If I was asked to sing the praises of NBC's painfully underwatched family drama, "Parenthood," I would need a Broadway stage, a follow spot, and a metric ton of sparkly confetti, because it's that good.  And the first two episodes of season 4 are tear-jerking, warm-fuzzy proof that it's only getting better with age.  Last summer, the Braverman clan celebrated with a wedding, a proposal, an adoption, and a first time for two teenaged lovebirds.  

In the premiere, aptly titled "Family Portrait," the rose-colored happiness of those milestones wears off, and reality is settles in. Newlyweds Crosby and Jasmine (Dax Shepard and Joy Bryant) are forced to define their nearly muddled and vague religious beliefs for their son.  Adam and Kristina (the equally amazing Peter Krause and Monica Potter) prepare to say goodbye to a moody, college-bound daughter.  Finally, my favorite couple, Julia and Joel (Erika Christensen and Sam Jaeger) struggle with the reality of adopting a fully-fledged child and not a baby that would seamlessly fit into any family.  

The season opener wisely finds a pitch-perfect drama-lite tone while forecasting heavier arcs with a blink-and-you-miss-it finesse you rarely find on television anymore.  This season also welcomes "Men Of A Certain Age's" Ray Romano as Hank, a grumpy, socially inept photographer.  He dives into his character's shortcomings with a eager glee that it's difficult not to fall in love with the curmudgeonly whacko.  And there in lies the rub, because as Sarah (Lauren Graham) pursues a job with at his studio, her fiancé, is currently being left out of the family photo because he and Sarah aren't officially married.  

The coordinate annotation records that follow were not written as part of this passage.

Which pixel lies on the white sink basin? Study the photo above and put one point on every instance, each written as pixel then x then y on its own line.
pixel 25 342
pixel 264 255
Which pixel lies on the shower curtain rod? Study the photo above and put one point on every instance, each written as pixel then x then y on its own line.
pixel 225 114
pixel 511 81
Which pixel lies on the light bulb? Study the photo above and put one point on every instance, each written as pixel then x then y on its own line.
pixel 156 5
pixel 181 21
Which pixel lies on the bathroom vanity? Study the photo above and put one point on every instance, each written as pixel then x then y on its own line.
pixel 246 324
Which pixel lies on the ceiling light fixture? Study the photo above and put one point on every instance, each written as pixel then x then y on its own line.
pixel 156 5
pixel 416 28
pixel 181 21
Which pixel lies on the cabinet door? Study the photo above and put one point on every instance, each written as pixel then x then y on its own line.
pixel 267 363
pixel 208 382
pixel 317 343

The best, most endearing story of the season premiere has to be the one deftly handled by Krause's responsible and somehow fun Adam, and the drastic steps he takes to protect his niece Amber (the heartbreakingly gifted Mae Whitman) who's now working at the Luncheonette.  What he does might be cringe-worthy and mortifying, but the reason behind it is nothing less than aww-worthy.  I do hope that irksome Hattie stays at Cornell until the holidays, and that matriarch Camille (Bonnie Bedelia) finds more to do this season than dispense wisdom derived from her stint as a hippie while she dabs paint of a canvas.  While the premiere did lag in spots, I will say without utilizing the SPOILER ALERT! alarm, that the rest of the season aims nastily for the heart, so do not miss the second episode.

Admittedly, the Bravermans might be the most functional family in history, but they do it with such a realistic, squabbling joy that it almost always takes the viewer back to their own flawed clan.  If you watch any show this season, make it "Parenthood" and don't forget the tissues.